As the recession ambles along and my ability to do sustained video storytelling slows, I think it is time for me to start broadening my visual horizons.  A couple of weeks ago I was asked to sit on a panel discussion with local Spokane filmmakers. It is a newly formed organization that plans to gather monthly to share ideas and  work of people invested in the art of documentary filmmaking.

Talk about a domestic duck trapped in a sea of wild mallards. Here I sat with folks whose medium is film– the 16 mm kind.  We had an interesting conversation and I really enjoyed the evening. The filmmakers discussed the challenges of finding funding and distribution for their documentary work. I learned many spend years writing grants to raise the money to buy film stock, processing and to fund post-production costs.

Ok, I admit I am totally out of my league here. Documentary filmmakers are a passionate, diverse group.  Anyone who can stay invested in telling a story, which can take years to see a final project projected at a film festival or ultimately broadcast to a wide audience on PBS, is all right by me.

Still I had to wonder why so many filmmakers stick to using film when high def video is available for next to nothing.  When I asked: “Why not chuck expensive film stock and just go video?” The response was almost universally: “Its the look we like, its the tradition.” Funny, that’s the same thing I heard when still photographers were transitioning to digital.  I can honestly say now that my images look way better than anything I shot in my early years shooting Tri-X  black and white film or, God forbid, Kodak  high-speed 400 iso negative film.
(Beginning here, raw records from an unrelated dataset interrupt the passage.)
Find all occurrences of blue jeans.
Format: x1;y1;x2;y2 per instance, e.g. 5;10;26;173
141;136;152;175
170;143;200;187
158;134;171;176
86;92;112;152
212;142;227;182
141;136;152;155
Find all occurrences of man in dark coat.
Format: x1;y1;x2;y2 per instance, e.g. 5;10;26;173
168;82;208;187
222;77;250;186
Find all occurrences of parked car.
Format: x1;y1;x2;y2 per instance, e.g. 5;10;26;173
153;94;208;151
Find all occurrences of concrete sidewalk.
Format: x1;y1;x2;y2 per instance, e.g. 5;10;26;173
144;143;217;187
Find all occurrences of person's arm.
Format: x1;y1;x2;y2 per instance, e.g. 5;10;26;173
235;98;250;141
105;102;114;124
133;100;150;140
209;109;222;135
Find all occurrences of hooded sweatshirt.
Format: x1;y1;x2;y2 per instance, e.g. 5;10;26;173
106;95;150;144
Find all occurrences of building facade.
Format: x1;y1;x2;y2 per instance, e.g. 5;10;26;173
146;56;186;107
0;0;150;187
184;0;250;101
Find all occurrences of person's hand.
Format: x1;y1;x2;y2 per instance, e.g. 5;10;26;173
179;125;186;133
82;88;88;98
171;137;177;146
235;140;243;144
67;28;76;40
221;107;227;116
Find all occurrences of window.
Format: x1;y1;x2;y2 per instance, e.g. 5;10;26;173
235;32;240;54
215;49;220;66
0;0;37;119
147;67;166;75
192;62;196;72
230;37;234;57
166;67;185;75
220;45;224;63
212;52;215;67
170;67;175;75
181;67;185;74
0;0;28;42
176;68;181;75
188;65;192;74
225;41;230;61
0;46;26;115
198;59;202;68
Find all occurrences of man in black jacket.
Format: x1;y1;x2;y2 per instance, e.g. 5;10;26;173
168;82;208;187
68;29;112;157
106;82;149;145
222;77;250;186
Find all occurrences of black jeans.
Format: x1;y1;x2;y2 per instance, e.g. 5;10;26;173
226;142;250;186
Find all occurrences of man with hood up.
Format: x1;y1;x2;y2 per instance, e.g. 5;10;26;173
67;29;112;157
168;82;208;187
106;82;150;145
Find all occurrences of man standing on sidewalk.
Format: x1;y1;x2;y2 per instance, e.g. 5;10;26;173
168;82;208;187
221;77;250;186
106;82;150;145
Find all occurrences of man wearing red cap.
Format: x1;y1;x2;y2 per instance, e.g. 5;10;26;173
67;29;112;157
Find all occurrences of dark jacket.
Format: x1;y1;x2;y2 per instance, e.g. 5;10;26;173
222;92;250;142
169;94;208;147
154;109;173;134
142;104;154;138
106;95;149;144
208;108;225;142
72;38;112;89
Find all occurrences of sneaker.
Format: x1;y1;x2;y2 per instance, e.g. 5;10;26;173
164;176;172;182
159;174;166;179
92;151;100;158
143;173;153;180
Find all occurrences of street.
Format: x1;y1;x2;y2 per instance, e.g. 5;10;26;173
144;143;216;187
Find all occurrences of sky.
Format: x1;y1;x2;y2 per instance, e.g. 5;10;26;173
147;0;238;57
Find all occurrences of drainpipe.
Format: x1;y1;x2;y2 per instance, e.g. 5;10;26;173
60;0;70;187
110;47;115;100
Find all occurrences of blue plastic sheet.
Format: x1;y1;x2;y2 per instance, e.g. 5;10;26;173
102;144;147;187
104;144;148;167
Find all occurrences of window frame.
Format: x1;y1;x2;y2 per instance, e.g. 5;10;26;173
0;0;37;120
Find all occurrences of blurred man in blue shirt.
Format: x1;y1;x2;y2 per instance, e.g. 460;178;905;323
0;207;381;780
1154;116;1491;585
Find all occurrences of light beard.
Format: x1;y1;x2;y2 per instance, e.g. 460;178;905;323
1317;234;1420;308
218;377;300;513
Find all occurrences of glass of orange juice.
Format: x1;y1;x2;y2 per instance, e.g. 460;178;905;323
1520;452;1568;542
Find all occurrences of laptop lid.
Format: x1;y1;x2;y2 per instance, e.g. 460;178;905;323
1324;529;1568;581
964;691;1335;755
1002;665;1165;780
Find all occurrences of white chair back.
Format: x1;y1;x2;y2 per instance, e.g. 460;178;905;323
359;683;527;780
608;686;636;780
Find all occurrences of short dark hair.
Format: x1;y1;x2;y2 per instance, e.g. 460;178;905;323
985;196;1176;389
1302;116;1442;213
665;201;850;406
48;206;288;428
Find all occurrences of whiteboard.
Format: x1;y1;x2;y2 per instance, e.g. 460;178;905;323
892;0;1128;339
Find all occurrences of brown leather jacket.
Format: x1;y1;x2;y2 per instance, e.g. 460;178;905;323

A good many filmmakers have already made the transition from film to video. High definition video is opening up new opportunities for documentary filmmakers that would otherwise be missed if someone were waiting years to get grant funding to produce it on film. I understand there are still costs, but wow, what one person with decent video camera skills, a laptop and Final Cut Pro can do now.  When I look at all the credits on a documentary film, I have to wonder if three fourths of the names are really needed. Who needs a colorist when Final Cut Pro’s  “Color” program will give you the look you want with just few mouse clicks.”  And what about having to hire an editor and cameraperson to shoot and stitch your story together?  I would rather be in control of all the elements of my story.  I realize the big projects are best made with a dedicated team of editors, producers and camera people. But what if the team was smaller and everyone had more than one skill?

As newspapers shed their talented visual staffs, one must wonder what all the folks with video storytelling training are going to do with their new skills? These are creative people trained to shoot, edit, and produce quality storytelling on a deadline. One must wonder if a new wave of documentary filmmakers, freed from the legacy of film and film schools, will focus their small video cameras on stories deemed too risky financially for traditional documentary producers to bother with. I think the film festival circuit is about to get a fresh shot of creativity from a growing legion of former newspapers video journalists.